To be frank, the Summit County Fair is in transition. You could say it is a little bit like an adolescent, trying to establish his or her grown-up identity. But by visiting the fair this weekend, you can help shape its development.

During the county's agricultural heyday, the fair was an integral part of the East Side's cultural exchange. Coinciding with the height of the harvest, it offered farmers and ranchers a chance to share bits of wisdom and lore, to size up the competition and show off their kids' livestock-tending skills. It was also an important opportunity for homemakers to share recipes, gardening advice and sewing tips.

But, as the county shifted from agriculture to industry and farms gave way to subdivisions, the fair drew smaller and smaller crowds. There were fewer entries in the home arts competition and fewer visitors to the midway.

The livestock auction continued to draw bidders, though, and the fortunes raked in by the youngsters who raised the prize-winning sheep, hogs and steer, went a long way toward paying for college tuition. So the fair continued.

Recently, however, fair organizers decided the event was ready for a fresh face. Subtle changes have been in the works for a couple of years, but this year Summit County brought in some new event organizers in hopes of attracting new fans.
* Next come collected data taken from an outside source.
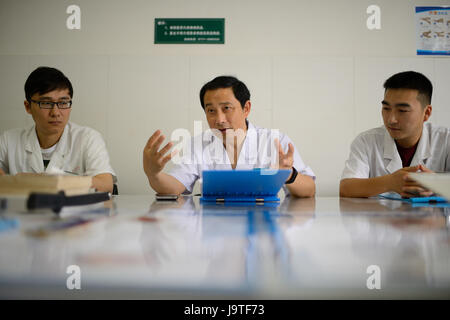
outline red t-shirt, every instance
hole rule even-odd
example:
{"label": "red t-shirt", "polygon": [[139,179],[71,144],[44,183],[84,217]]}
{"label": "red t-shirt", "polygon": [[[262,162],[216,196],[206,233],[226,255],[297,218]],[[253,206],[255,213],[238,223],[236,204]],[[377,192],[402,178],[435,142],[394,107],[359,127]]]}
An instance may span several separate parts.
{"label": "red t-shirt", "polygon": [[416,153],[416,149],[417,149],[417,145],[419,144],[419,141],[417,141],[417,143],[409,148],[403,148],[400,147],[397,142],[395,142],[395,144],[397,145],[397,150],[398,153],[400,154],[400,158],[402,159],[402,166],[404,167],[409,167],[409,165],[411,164],[411,160],[414,157],[414,154]]}

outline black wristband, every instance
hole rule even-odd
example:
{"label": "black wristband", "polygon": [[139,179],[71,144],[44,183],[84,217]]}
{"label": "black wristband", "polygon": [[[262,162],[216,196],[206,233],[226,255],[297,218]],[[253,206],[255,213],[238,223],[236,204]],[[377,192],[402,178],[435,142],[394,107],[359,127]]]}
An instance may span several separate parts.
{"label": "black wristband", "polygon": [[284,184],[291,184],[295,181],[295,178],[297,178],[298,172],[297,172],[297,170],[295,170],[295,167],[292,167],[292,170],[293,171],[292,171],[291,178],[288,181],[286,181]]}

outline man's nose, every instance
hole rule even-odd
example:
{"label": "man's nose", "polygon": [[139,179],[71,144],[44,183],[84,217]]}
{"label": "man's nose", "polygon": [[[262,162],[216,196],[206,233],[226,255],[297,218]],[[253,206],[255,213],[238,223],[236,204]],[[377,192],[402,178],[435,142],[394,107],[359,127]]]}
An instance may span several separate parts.
{"label": "man's nose", "polygon": [[216,123],[221,124],[227,122],[227,118],[222,111],[217,112]]}
{"label": "man's nose", "polygon": [[50,115],[56,117],[61,114],[61,110],[59,110],[58,105],[55,103],[53,108],[50,109]]}
{"label": "man's nose", "polygon": [[395,114],[395,112],[391,112],[389,114],[388,122],[389,123],[397,123],[397,115]]}

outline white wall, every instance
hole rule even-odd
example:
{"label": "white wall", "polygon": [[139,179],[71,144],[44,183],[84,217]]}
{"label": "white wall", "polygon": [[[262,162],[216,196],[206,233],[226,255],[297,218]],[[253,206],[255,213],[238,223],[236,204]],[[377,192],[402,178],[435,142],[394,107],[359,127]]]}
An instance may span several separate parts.
{"label": "white wall", "polygon": [[[81,30],[66,28],[66,8],[81,8]],[[366,8],[381,8],[381,30]],[[31,124],[23,85],[41,65],[74,85],[72,121],[106,140],[122,194],[152,192],[142,149],[162,129],[193,131],[202,120],[198,91],[236,75],[252,95],[250,120],[294,140],[317,175],[319,196],[338,195],[357,133],[382,124],[382,84],[416,70],[434,84],[431,121],[449,126],[450,59],[415,54],[408,0],[1,0],[0,132]],[[224,45],[155,45],[155,18],[225,18]]]}

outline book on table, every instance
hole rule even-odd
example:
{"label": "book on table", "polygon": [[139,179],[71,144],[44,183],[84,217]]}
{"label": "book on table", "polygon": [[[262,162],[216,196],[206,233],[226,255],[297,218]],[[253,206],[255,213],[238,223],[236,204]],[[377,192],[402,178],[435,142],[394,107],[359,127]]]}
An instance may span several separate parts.
{"label": "book on table", "polygon": [[19,174],[0,176],[0,194],[28,195],[32,192],[66,195],[89,193],[92,177],[51,174]]}

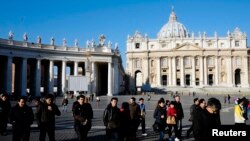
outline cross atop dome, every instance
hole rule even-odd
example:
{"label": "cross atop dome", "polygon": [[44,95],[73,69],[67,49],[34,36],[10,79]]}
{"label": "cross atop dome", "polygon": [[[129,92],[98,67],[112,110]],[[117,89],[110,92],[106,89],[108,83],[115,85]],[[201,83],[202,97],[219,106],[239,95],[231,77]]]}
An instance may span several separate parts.
{"label": "cross atop dome", "polygon": [[174,12],[174,6],[172,6],[171,9],[172,10],[171,10],[171,14],[169,16],[169,21],[168,22],[176,22],[177,21],[177,16],[176,16],[176,14]]}

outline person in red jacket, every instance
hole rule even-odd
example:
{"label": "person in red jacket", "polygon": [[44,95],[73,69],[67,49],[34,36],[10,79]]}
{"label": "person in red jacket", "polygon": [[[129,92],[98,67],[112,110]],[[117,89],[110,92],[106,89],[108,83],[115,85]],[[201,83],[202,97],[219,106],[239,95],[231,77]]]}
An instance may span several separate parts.
{"label": "person in red jacket", "polygon": [[[169,106],[169,108],[167,110],[167,117],[169,118],[170,116],[173,116],[174,118],[176,118],[176,115],[177,115],[177,112],[176,112],[176,109],[174,107],[174,102],[171,101],[170,106]],[[176,125],[176,123],[174,123],[174,124],[167,123],[167,126],[168,126],[168,129],[169,129],[168,130],[169,138],[172,138],[172,127],[174,127],[174,133],[175,133],[175,136],[176,136],[176,133],[177,133],[177,125]],[[178,140],[178,139],[176,138],[176,140]]]}

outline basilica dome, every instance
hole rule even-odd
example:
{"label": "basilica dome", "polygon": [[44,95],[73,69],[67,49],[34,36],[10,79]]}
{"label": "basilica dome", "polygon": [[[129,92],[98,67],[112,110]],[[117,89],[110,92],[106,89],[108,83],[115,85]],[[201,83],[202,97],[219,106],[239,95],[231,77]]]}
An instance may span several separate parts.
{"label": "basilica dome", "polygon": [[157,34],[158,38],[181,38],[188,36],[186,27],[177,22],[175,12],[172,10],[168,23],[166,23]]}

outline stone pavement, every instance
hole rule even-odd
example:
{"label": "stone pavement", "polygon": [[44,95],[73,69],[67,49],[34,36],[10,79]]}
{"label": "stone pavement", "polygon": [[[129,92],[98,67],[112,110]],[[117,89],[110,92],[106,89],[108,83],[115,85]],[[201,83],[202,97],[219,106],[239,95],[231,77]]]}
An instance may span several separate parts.
{"label": "stone pavement", "polygon": [[[233,99],[238,97],[238,95],[231,95],[231,104],[224,104],[223,100],[223,95],[202,95],[198,94],[196,97],[199,98],[204,98],[208,99],[209,97],[216,97],[220,99],[222,103],[222,110],[221,110],[221,122],[222,124],[234,124],[234,115],[233,115],[233,106],[234,102]],[[125,96],[117,96],[119,101],[118,101],[118,106],[120,107],[121,103],[123,101],[128,101],[131,97],[131,95],[125,95]],[[148,133],[147,137],[142,137],[141,136],[141,130],[139,128],[137,137],[138,140],[145,140],[145,141],[156,141],[158,139],[158,134],[153,132],[152,130],[152,125],[154,122],[153,118],[153,112],[154,108],[156,106],[156,103],[158,99],[163,97],[165,100],[169,99],[172,100],[173,98],[168,94],[168,95],[152,95],[151,100],[147,101],[147,96],[139,96],[136,95],[134,96],[138,100],[140,97],[144,97],[145,99],[145,105],[147,109],[147,115],[146,115],[146,132]],[[239,96],[242,97],[242,96]],[[249,98],[249,96],[247,96]],[[103,126],[103,121],[102,121],[102,114],[104,111],[104,108],[107,106],[107,104],[110,102],[111,97],[107,96],[101,96],[100,97],[100,103],[97,105],[96,101],[90,101],[92,104],[92,108],[94,110],[94,119],[93,119],[93,126],[92,129],[90,130],[88,137],[89,141],[104,141],[105,139],[105,127]],[[68,111],[67,112],[62,112],[62,115],[60,117],[56,118],[56,140],[57,141],[74,141],[76,140],[76,134],[73,129],[73,118],[72,118],[72,112],[71,112],[71,107],[72,103],[74,102],[75,99],[70,99],[69,100],[69,105],[68,105]],[[62,102],[62,97],[57,98],[56,103],[59,106],[60,109],[61,107],[61,102]],[[184,120],[183,120],[183,132],[182,135],[185,136],[186,130],[190,127],[190,122],[188,121],[189,118],[189,107],[193,103],[193,96],[189,96],[187,93],[184,93],[181,96],[181,102],[182,106],[184,109]],[[12,104],[14,104],[13,102]],[[32,105],[32,103],[31,103]],[[35,108],[33,108],[35,110]],[[250,125],[250,121],[247,122],[248,125]],[[192,136],[192,135],[191,135]],[[165,139],[168,138],[168,135],[165,135]],[[11,125],[8,126],[8,135],[7,136],[1,136],[0,135],[0,141],[10,141],[12,140],[12,133],[11,133]],[[39,140],[39,131],[37,129],[37,124],[34,121],[32,124],[32,130],[31,130],[31,136],[30,136],[30,141],[38,141]],[[48,138],[47,138],[48,140]],[[192,141],[193,138],[189,139],[183,139],[184,141]]]}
They hired Travis English, who brings experience in boosting membership for such organizations as The Kimball Art Center and Kimberly Kuehn, one of the founders of the hugely successful Park Silly Sunday Market.


The Fair Board is hoping that by introducing some new ideas they will invigorate the event, without losing sight of its unique cultural heritage.

Their timing couldn't be better. Nationwide there is longing to return to the era of home-grown foods and locally-sourced meat and produce. There is also a newfound interest in sustainability, in returning to our agricultural connections with the land.

If that sentiment pulls a heartstring, set aside some time this week, beginning on Thursday and continuing through Saturday, to visit the Summit County Fair in Coalville. There will be inspiring examples of classic home arts like quilting, flower arranging and baking, as well as a livestock auction (to benefit local kids) and those small-town carnival rides you thought you had forgotten.